Even if the fabs are in China, if the Chinese government seized them, although justifiable, it would be very bad publicity and send a bad signal to foreign investors


I think the gov should cover its bases first before going for a total Micron ban. Alternatively, China could go for a limited scale ban which would allow both countries to better control the escalation-response ladder
Read the tweet, the pressure was to stop Koreans from taking the market left void by Micron. So don't sell more to China.

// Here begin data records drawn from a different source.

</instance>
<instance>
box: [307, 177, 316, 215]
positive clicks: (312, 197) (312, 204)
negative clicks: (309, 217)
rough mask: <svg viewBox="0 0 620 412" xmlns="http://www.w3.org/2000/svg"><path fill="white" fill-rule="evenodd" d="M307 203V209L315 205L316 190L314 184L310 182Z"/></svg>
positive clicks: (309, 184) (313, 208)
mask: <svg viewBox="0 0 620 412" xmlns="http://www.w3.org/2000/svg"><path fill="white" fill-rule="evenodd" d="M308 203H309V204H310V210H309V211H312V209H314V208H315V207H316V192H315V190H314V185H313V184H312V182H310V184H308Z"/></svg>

Now, let's say what you are saying is correct.

Again, there is plenty of time to stock up. Samsung & SK have plenty of DRAMs that they are looking to sell right now for anyone that want to place a large order. Go stock up

CXMT is about to IPO, so it should have fresh injection of funding. Let it ramp up production of 19nm DRAMs. It's not like they've been able to move beyond that.

So Chinese desktop/tablet/phone makers end up with slower DRAM and Samsung/SK/Micron all go belly up because they can't sell to China.

Very interesting,GigaDevice considers their products are of "US origin",thus subject to US law when it comes to export. I wonder which part of their design rely on US input. Can they survive if the US put them on blacklist?China is also on that "ECCN 3A991" list,does GigaDevice needs to obtain US permission in order to sell in China?

View attachment 111515
since this is a pretty accusation, can you please show a legitimate source for this.